Si cette Directive (de laquelle découle l’ordonnance 2023-875 relative à la LBCFTP) vient être une réponse aux lacunes de la conformité technique observées dans notre région, à savoir le degré de prise en compte des exigences posées par les recommandations du GAFI dans un cadre juridique ainsi que dans les autres textes adoptés par les Etats membres, elle est avant tout une mise à niveau pour tenir compte des évolutions intervenues dans les recommandations du GAFI depuis 2015.

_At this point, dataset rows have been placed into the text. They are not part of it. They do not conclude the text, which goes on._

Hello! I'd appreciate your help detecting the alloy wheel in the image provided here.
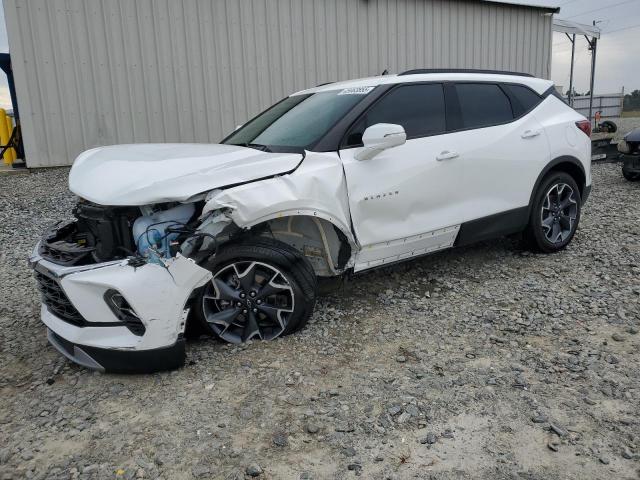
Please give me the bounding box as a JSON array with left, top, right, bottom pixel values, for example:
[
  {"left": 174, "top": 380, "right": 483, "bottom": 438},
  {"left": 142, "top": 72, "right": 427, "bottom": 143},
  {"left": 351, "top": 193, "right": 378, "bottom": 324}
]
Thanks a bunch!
[
  {"left": 540, "top": 183, "right": 578, "bottom": 244},
  {"left": 202, "top": 261, "right": 295, "bottom": 343}
]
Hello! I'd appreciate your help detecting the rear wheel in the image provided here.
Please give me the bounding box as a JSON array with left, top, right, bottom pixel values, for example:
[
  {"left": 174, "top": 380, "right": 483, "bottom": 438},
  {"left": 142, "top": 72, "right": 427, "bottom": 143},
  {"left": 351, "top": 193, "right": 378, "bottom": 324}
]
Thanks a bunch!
[
  {"left": 194, "top": 238, "right": 317, "bottom": 343},
  {"left": 524, "top": 172, "right": 581, "bottom": 253}
]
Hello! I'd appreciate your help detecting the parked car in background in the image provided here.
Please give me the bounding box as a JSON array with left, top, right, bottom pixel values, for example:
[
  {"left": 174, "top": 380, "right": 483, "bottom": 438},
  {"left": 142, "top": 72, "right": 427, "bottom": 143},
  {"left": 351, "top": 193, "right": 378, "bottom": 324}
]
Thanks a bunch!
[
  {"left": 29, "top": 70, "right": 592, "bottom": 373},
  {"left": 618, "top": 127, "right": 640, "bottom": 181}
]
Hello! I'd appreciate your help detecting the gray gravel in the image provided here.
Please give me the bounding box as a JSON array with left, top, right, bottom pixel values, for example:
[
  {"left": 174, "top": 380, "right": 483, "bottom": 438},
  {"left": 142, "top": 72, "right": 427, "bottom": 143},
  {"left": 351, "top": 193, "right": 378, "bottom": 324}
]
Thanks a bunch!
[
  {"left": 610, "top": 116, "right": 640, "bottom": 142},
  {"left": 0, "top": 163, "right": 639, "bottom": 480}
]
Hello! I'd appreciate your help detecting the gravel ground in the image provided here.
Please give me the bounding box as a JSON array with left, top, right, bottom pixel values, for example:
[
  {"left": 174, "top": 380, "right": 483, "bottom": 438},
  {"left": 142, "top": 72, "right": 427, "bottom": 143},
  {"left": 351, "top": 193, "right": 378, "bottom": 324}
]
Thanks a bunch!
[
  {"left": 611, "top": 117, "right": 640, "bottom": 141},
  {"left": 0, "top": 163, "right": 638, "bottom": 480}
]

Les 19 principales innovations y introduites portent notamment sur : l’intitulé de la loi, le champ d’application, l’approche fondée sur les risques, l’incrimination du financement de la prolifération, l’incrimination du blanchiment de capitaux, l’incrimination du financement du terrorisme, les sanctions financières ciblées, les virements électroniques, les obligations des institutions financières et des EPNFD, les obligations des opérateurs de transfert de fonds, la mise en place d’un système de déclaration des transports physiques d’espèces et d’instruments négociables au porteur intracommunautaire, l’évaluation des risques, le rôle, le fonctionnement et les missions des CENTIF, la réglementation et le contrôle des institutions financières et des EPNFD, les Personnes Politiquement Exposées (PPE), les prestataires de services d’actifs virtuels, les bénéficiaires effectifs des personnes morales et des constructions juridiques, la réglementation et le contrôle des OBNL et le renforcement de la coopération.
Malgré les progrès significatifs, la lutte contre le blanchiment d’argent et le financement du terrorisme présente encore de nombreux défis. Les criminels utilisent des techniques de plus en plus sophistiquées pour échapper à la détection. De plus, la règlementation varie d’un pays à l’autre, créant des failles que les criminels peuvent exploiter.
Pour aller de l’avant, il est essentiel de renforcer la coopération internationale, d’harmoniser les régulations et d’adopter des technologies innovantes pour anticiper et contrer les nouvelles méthodes de blanchiment d’argent et de financement du terrorisme.
La lutte contre le blanchiment d’argent et le financement du terrorisme est une mission continue et évolutive qui nécessite l’engagement de toutes les parties prenantes pour protéger l’intégrité du système financier mondial.